Coaches like Spurrier and Saban only come around every so often. They're cut from the same cloth as Paul "Bear" Bryant, General Neyland and Bobby Bowden. They win an obscene number of games and championships but Saban's record at Alabama tops them all. Not all of Nick Saban's stops however have been this successful. He was more human like at Michigan State, and his tenure at LSU was really good with the 2003 National Championship. But his stopover at Miami in the NFL was anything but successful. When Mal Moore, Alabama's late legendary athletic director was looking to replace Mike Shula, he first offered the job to Rich Rodriguez who was fired this week at Arizona after sexual misconduct allegations. Saban was Moore's second choice, and the rest they say is now history.

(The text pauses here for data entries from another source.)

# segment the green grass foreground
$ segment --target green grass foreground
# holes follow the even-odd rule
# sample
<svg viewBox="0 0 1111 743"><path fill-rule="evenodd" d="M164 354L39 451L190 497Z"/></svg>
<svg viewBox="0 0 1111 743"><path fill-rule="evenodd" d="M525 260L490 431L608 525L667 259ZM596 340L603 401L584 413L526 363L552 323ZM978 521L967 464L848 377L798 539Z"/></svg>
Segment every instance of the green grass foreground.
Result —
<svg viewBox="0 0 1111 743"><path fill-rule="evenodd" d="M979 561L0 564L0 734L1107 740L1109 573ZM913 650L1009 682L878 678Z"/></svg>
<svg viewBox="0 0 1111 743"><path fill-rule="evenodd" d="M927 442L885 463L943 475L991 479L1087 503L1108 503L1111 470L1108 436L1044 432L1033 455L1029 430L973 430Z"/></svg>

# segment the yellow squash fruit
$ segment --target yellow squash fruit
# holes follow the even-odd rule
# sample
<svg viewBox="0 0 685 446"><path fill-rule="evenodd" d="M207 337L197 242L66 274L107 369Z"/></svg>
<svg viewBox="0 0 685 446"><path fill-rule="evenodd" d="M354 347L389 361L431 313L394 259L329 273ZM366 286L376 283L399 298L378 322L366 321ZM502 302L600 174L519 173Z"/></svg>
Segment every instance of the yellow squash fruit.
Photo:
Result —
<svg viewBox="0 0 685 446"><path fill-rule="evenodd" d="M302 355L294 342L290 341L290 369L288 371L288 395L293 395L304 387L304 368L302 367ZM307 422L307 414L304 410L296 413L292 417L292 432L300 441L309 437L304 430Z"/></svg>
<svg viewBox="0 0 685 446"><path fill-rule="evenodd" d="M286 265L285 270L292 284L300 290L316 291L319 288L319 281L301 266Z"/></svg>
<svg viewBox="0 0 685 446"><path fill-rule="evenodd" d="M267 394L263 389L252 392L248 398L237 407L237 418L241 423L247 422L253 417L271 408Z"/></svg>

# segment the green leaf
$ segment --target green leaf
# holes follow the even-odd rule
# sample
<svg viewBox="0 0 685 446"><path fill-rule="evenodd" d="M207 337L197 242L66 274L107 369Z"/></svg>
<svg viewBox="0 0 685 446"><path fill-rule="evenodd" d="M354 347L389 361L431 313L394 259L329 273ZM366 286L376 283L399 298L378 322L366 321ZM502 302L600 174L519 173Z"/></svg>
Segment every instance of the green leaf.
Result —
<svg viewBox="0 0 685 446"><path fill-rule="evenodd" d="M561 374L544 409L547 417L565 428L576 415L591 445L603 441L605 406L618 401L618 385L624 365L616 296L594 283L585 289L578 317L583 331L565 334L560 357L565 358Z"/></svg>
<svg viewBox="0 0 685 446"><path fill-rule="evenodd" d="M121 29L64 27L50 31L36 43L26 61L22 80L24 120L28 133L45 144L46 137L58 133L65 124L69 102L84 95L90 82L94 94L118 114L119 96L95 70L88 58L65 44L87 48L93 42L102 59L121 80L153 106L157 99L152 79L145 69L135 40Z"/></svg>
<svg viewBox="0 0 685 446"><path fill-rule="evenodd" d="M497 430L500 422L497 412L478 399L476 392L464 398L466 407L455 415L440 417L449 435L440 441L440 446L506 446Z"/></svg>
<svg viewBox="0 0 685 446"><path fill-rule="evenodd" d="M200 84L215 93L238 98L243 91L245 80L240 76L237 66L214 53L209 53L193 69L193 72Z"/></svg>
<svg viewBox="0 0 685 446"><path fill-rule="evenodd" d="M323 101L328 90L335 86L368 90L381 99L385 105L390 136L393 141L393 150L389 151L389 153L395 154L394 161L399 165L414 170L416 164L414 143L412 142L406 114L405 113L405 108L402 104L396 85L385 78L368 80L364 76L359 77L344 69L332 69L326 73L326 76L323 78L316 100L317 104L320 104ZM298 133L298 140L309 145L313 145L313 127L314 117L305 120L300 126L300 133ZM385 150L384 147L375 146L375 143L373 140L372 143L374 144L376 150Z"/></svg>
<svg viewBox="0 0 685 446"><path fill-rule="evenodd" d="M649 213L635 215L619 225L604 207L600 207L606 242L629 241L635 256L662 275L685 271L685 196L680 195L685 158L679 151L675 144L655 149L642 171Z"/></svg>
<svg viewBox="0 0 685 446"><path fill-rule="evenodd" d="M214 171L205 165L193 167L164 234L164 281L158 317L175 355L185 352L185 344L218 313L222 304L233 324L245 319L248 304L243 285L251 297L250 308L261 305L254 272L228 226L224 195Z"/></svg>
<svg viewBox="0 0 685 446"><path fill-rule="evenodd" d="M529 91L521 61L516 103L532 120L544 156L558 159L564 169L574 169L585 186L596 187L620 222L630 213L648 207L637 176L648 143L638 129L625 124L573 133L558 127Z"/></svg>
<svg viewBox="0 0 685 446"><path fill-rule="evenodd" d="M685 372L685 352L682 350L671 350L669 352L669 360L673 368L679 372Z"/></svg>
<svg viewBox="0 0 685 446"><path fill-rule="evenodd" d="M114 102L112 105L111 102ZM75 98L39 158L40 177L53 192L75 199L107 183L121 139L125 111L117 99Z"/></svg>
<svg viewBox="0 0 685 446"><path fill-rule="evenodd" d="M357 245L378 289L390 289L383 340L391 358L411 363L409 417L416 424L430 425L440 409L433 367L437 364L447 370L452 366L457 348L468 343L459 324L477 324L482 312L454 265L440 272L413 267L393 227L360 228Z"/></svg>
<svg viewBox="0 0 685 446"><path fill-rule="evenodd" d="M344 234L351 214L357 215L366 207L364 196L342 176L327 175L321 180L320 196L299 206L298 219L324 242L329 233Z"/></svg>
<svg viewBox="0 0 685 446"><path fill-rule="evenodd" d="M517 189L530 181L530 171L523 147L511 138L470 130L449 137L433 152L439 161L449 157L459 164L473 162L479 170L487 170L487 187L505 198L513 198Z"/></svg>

While many have stated that Nick Saban's unbelievable success at Alabama is not good for college football or the SEC, I tend to differ. An example of that is the fact that on Monday night two SEC teams will play for the National Championship. Alabama is favored, but I picked Georgia to pull the upset. Saban has forced the other teams in the SEC to either get better or continue to be embarrassed on the football field. That's why there were six coaching changes in the league this past season. Six of the fourteen SEC school,s will have new head coaches in 2018. That's what I call the "Nick Saban Factor."
Saban has indeed mellowed out a bit since he came to Alabama ten years ago. He will still chew out someone's rear end with the best of them, that is quite obvious. But he may be more content now that he has gathered all the love from fans he can get as well as all the respect he could possibly receive from other coaches and the media.
So 'Bama fans enjoy him while you still have him. He is no where close to calling it quits, at least until he hangs two more National Championship banners in Tuscaloosa. That would give him seven titles; one more than Bear Bryant. I don't see him coaching past seventy, but you never know. It all may depend on his contract with Lucifer.